The secret to success is to combine statistically derived segmentation of the customers with the segmentation of financial representatives to identify matches with the highest likelihood of success.
It’s important to point out that the data for the segmentation should include not only structured but also unstructured data. For example, using the NLP analysis of call transcripts, management can obtain sentiment signals that provide feedback regarding the quality of the interaction between the client and financial representative.
This analysis can also give management an overview of the health of the portfolio. This process, when implemented, can typically be executed overnight, giving management an opportunity for early intervention in case of negative interactions and addressing a potential issue before clients take radical action, such as closing the account. As a result, companies have an opportunity to turn something that has typically been an operational headache into a growth opportunity.
6. Optimizing territory assignment via behavioral matching
Behavioral matching can also be applied in asset management to optimize client assignment. Today, most of these assignments are based on proximity, tenure and success with the client, and overall market size. However, augmenting this with a nuanced, segmented view of both clients and wholesalers can ensure that the revised territories have a maximum chance of retention and future growth.
This is especially the case if a change is driven by an adverse event, such as the departure of the original wholesaler. Once again, the secret to success is statistically driven segmentation of both clients and wholesalers.
Genetic algorithms and minimum cost flow algorithms can be helpful tools here, as well as prior methods (based on theory) and posterior methods (based on observation).

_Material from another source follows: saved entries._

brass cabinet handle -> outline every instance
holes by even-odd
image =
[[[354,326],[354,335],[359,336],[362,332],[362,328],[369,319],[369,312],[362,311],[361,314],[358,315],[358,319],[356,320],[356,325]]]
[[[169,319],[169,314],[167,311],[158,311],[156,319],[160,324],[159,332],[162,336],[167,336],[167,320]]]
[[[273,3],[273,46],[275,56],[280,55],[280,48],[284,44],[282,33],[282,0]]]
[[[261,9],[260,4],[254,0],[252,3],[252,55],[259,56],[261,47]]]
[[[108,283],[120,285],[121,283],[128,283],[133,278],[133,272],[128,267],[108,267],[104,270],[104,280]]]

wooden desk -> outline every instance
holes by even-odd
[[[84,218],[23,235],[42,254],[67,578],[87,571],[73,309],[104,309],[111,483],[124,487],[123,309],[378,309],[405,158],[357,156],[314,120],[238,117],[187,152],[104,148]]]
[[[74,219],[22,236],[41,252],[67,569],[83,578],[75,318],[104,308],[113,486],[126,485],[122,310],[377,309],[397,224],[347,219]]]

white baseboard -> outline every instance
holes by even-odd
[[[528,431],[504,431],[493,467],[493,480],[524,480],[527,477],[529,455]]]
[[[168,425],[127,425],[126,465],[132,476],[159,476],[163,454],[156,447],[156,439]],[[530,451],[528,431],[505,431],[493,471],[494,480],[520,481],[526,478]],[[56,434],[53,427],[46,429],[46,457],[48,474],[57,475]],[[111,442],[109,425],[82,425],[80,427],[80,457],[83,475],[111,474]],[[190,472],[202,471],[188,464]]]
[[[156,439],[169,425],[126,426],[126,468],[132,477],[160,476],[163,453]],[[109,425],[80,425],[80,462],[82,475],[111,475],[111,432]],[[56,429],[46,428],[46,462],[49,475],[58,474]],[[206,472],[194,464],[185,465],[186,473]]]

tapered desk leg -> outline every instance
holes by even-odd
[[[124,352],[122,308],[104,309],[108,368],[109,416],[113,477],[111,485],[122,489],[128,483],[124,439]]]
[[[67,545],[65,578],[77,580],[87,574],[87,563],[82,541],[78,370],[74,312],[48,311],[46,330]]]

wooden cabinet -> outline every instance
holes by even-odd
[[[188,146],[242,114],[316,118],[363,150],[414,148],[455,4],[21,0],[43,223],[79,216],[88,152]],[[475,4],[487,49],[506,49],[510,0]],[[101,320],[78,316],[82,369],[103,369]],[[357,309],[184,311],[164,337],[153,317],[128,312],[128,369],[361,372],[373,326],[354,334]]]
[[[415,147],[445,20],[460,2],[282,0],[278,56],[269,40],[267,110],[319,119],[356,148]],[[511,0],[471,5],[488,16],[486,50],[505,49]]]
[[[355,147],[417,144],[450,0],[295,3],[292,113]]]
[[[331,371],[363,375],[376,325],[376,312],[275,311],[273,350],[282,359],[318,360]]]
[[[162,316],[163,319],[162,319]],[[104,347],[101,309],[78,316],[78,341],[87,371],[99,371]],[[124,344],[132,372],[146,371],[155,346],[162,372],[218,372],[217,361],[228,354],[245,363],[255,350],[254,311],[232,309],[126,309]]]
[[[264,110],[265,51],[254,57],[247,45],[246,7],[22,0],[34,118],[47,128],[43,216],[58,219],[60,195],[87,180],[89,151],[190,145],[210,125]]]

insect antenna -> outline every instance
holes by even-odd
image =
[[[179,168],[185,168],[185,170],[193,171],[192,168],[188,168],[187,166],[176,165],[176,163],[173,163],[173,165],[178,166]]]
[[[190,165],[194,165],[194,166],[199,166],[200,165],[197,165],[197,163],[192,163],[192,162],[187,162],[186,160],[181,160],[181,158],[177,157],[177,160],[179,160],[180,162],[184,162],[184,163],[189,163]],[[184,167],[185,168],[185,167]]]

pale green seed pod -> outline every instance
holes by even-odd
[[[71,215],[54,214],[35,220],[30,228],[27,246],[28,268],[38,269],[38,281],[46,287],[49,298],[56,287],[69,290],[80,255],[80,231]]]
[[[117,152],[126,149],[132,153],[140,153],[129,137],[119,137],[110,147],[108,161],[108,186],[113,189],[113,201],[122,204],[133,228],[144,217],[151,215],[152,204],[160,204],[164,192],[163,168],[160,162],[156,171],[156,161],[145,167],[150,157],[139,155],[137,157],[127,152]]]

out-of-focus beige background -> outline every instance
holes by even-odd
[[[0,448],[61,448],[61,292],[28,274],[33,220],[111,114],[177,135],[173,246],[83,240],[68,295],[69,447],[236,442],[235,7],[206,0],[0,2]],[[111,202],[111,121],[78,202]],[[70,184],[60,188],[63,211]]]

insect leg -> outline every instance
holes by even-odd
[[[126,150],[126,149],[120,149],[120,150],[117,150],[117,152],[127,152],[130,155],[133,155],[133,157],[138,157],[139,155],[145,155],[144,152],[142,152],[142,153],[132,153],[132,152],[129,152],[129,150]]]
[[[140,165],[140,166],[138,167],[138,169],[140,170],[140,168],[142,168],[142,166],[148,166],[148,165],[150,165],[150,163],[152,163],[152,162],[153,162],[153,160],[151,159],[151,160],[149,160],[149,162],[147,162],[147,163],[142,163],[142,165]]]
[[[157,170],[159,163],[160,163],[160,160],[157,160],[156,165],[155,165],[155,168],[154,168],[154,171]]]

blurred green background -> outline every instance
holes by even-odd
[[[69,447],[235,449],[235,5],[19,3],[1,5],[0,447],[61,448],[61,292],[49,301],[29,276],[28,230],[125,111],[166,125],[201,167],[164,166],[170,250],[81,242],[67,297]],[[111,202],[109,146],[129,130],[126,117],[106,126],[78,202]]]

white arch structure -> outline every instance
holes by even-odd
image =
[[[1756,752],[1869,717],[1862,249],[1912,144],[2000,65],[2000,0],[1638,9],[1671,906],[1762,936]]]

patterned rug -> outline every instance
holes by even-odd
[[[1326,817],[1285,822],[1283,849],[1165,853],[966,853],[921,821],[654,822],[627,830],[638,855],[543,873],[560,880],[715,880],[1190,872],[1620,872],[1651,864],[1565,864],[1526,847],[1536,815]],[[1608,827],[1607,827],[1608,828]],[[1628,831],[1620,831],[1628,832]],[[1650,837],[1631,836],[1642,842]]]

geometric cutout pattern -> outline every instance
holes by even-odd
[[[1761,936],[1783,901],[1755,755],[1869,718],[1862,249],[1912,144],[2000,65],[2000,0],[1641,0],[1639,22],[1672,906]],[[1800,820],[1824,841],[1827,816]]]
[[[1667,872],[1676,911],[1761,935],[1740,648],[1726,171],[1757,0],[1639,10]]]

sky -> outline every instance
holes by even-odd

7. Protecting your reputation
For a business with an extensive sales force, monitoring client interactions can be especially challenging. While supervisors can listen to individual calls, it’s impossible to listen to every single interaction.
This is another area where technology can be used effectively. One product, EY Voice, applies NLP technology to all phone-based and online client interactions. The EY Voice algorithm can detect, with a high degree of probability, information that is wrong, misleading, or incomplete — product disclosures, for instance.
So instead of listening to random snippets of conversation or examining random chatbot conversations, management can focus specifically on an identified text that might require remediation. This process saves management time and increases quality control.